Fishing for sport involves just enjoying making the catch and returning the fish to try your luck on another trout. You can try to catch as many different species as possible.

There are a few tips you need to observe to ensure the safety of the fish during sport fishing:

  • When the trout first hooks — Make sure you set the hook immediately, the trout strikes to ensure the hook doesn’t go in too deep. A deep hook is at least five times more likely to kill the trout. 
  • Keep the trout in the water or use a net — If you pull on the line, the hook will pierce in deeper. Keep the line loose by keeping the trout in water or using a net to remove it. 
  • If the hook gets in too deep — leave it and cut the line as close to the hook as possible. You risk hurting the trout’s internal organs or gills. 
  • Handle with care — Do not squeeze off the trout. Avoid touching the gills as they are fragile.
  • Watch the temperature — Trout have lower chances of survival if you fish in warm water. Avoid trout fishing if the temperature is more than 68 degrees Fahrenheit. 
  • Dry or wet hands? — Always handle trout with wet hands. This is one of the reasons why we advise you to keep the trout in the water. Dry hands will remove a protective layer on the trout made of slime. 
  • How to remove the hook —You can use forceps or needle-nosed pliers. Supports the trout’s jaw as you remove the hook. 
  • When taking pictures — hold the trout in water until the camera is ready. Alternatively, you could take photos in the water using a waterproof camera.

b. Fishing for Food

You should know that fish will start deteriorating when they are dead. The conditions will impact how fast it deteriorates. Bacteria and the trout’s digestive enzymes are responsible for the deterioration. Warm weather accelerates the deterioration process. 

You need to remove the entrails of the trout to slow down the deterioration process. Once you learn how to clean the insides of the trout fish, you need to decide if you will eat it immediately or store it properly. 

Those camping around the lake can choose to cook it immediately. If you want to store them to fish some more and to eat later, you need to store the fish appropriately. You can choose to use a cooler, a wicker creel, or a canvas. 

Remember to fill the cooler with some ice as you get ready to head out to the fishing spot.

Conclusion

The trout fishing community is welcoming, and you will find many people ready to offer you a hand. You can get to share new tips, stories, and pictures. Trout fishing is extensively covered in books. However, this crash course is effective and will prove helpful. 

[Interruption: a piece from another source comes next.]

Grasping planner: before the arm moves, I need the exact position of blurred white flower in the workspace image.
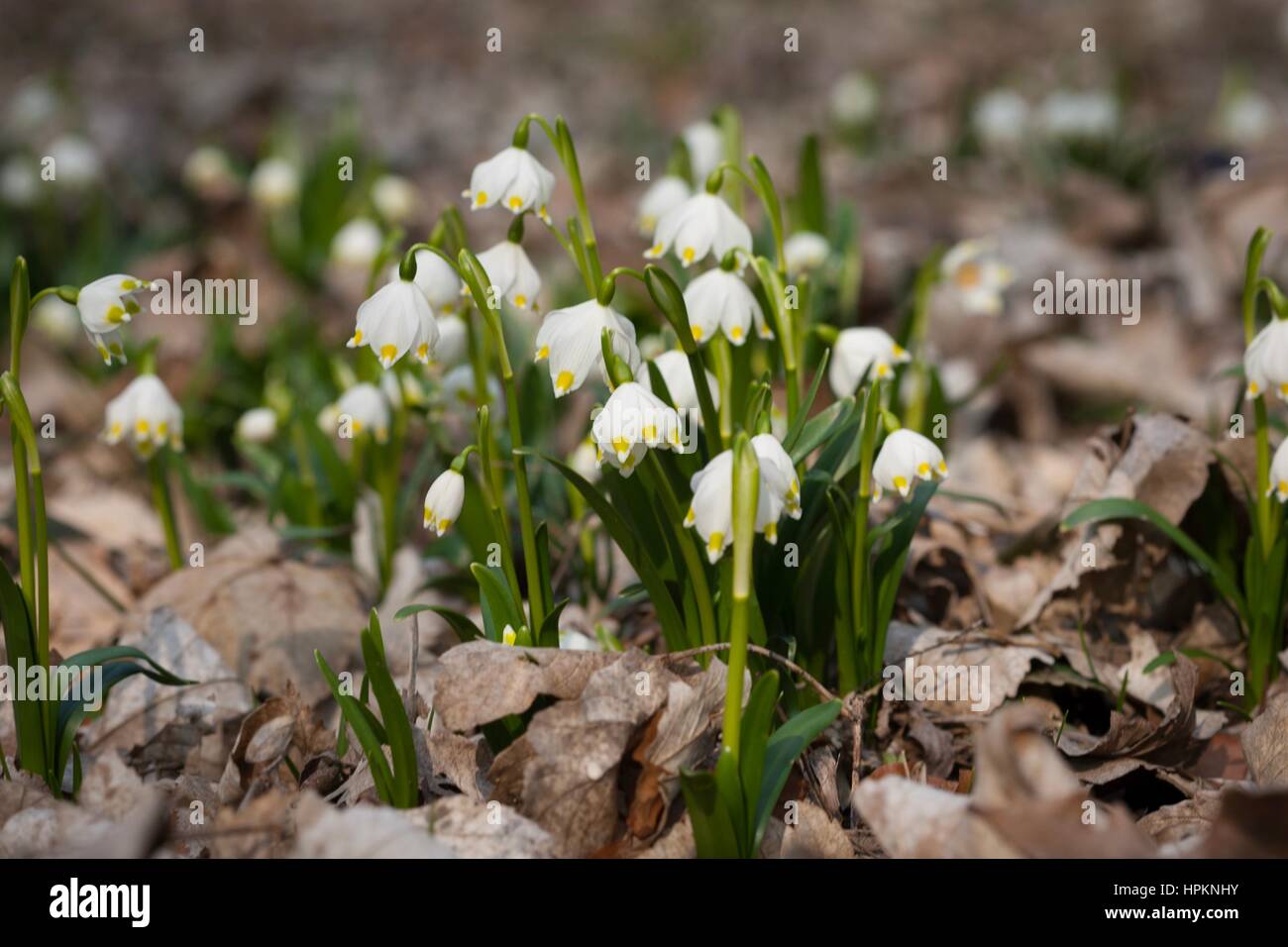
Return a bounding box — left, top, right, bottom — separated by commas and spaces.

There are a few key points you should work with when trout fishing. They include:

  • Carry the appropriate fishing equipment. Is your fishing rod lighter than required? Have you remembered to carry your reel?
  • Confirm the authorization you need to fish. This includes the license, validations, and report cards. 
  • Pick a fishing spot. Analyze various locations to determine which one works best for you in terms of proximity, available species, authorizations, amenities, and more. 
  • Determine which fishing technique you are going to use. Bait, fly, or lures? It is good to try each of them to enjoy the experience and get one that you are good with.  
  • Know about various species. This makes it more fun to learn that you are catching a variety of species. 
  • Learn how to catch and release.
  • Learn how to clean the trout’s entrails.
  • Learn how to observe water bodies for helpful features such as depth, availability of structures, speed of the current, and more. 

Trout fishing is affordable and easy to learn. You will also get to enjoy the beautiful scenery and use it as a hobby or activity for you and your friends and family when you go on such expeditions. It’s time to go and give it a try with this knowledge at hand.